The justice swore a great oath. If my uncle was setting out to interview desperate assassins-as his acts indicated-alone and unarmed, it was the extreme of foolhardy peril. Did he think murderers would parley with him and let him come away to tell it and to lead in a posse? It was a thing beyond all sane belief!

And it is evidence of the blood in Randolph that in this conviction, with the inevitable end of the venture before his face, he got down and went in with my uncle.

The path lay along a sort of dike, thrown up in some ancient time against the swamp. Now along the sides it was grown with great reeds, water beech and the common bush of wet lands.

They came to the old tobacco house noiselessly on the damp path. The tumbledown door had been set in place.

My uncle did not pause for any consideration of finesse or safety. He went straight ahead to the door and flung it open. It was rotten and insecurely set, and it fell with a clatter into the abandoned house.

At the sound a big, gaunt figure, asleep on the floor, sprang up.

In the dim light Randolph looked about for a weapon-a piece of the broken door would do. But my uncle was undisturbed.

"Dabney," he said, "I came to arrange about the money. My agent, Mr. Gray, in Memphis, will hand it to you. There will be nothing to sign."

Randolph said he cried out, because he was astonished: "Dabney Madison, by the living God! I thought you were dead!"

My uncle turned about. "How could you think that, Randolph?" he said. "You yourself pointed out how the dog was killed by somebody who knew him; and you must have seen that there was no blood on the floor where the dog lay-and consequently that the dog was killed in the bed to furnish blood for the pretended murder."

"But the money, Abner!" cried Randolph. "Why do you pay Dabney Madison this money?"

"Because it is his share of his father's estate," replied my uncle.

"So you were after that!" cried Randolph; "the half of your father's estate. Damme, man, you took a lot of hell-turns on the road to that! Why didn't you sue in the courts? Your right was legal."

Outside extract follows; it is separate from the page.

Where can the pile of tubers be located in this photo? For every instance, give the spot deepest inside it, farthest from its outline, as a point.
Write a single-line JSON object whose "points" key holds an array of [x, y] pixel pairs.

"Because a suit at law would have brought out his past," replied my uncle.

The man roused thus abruptly out of sleep had got now some measure of control.

"Randolph," he said, "no law of God or man runs on the sea. The trade of the sea south of the Bermudas is no business for a gentleman or to be told in the land of his father's honor. Abner knew where I'd been!"

"Yes," replied my uncle. "When I saw your bleached face; when I saw your cropped head under the pirate cloth; when I saw you take three steps in your nervous walk, and turn-I knew."

"That I had been in the Spanish Main?" said Dabney.

"That you had been in the penitentiary!" said my uncle.